Fuente: John Trapp’s Complete Commentary (Old and New Testaments)

decree prescript. Only here and Ecc 8:11.

it is great: i.e. the decree is important.

ALL THE WIVES SHALL GIVE. This is the first of the five Acrostics (App-6), exhibiting in the initials the Divine name. See App-60.

Fuente: Companion Bible Notes, Appendices and Graphics

throughout: Deu 17:13, Deu 21:21

all the wives: Eph 5:33, Col 3:18, 1Pe 3:1-7

Reciprocal: Gen 3:16 – rule Eph 5:22 – submit 1Ti 2:11 – General

Fuente: The Treasury of Scripture Knowledge

Est 1:20-21. All the wives shall give to their husbands honour, &c. None will dare to disobey, when they hear that the greatness of the queen could not preserve her from such a heavy punishment.

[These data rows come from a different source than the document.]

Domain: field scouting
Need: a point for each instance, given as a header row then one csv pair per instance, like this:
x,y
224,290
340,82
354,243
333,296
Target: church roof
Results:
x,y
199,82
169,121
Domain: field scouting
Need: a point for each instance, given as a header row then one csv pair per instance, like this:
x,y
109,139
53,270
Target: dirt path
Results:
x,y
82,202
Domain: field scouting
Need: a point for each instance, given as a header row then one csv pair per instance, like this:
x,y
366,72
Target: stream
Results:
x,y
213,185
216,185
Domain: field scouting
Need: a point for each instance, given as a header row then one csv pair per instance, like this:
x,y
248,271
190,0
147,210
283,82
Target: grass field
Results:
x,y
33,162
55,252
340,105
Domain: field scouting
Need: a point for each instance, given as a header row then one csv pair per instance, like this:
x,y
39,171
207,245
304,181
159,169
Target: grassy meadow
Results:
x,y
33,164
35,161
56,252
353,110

The saying pleased the king and the princes Partly because their own authority and interest were concerned in it; and especially by the singular providence of God, who designed to bring about his own great work by this small occasion.

Fuente: Joseph Bensons Commentary on the Old and New Testaments

1:20 And when the king’s decree which he shall make shall be published throughout all his empire, (for it is {o} great,) all the wives shall give to their husbands honour, both to great and small.

(o) For he had under him a hundred and twenty-seven countries.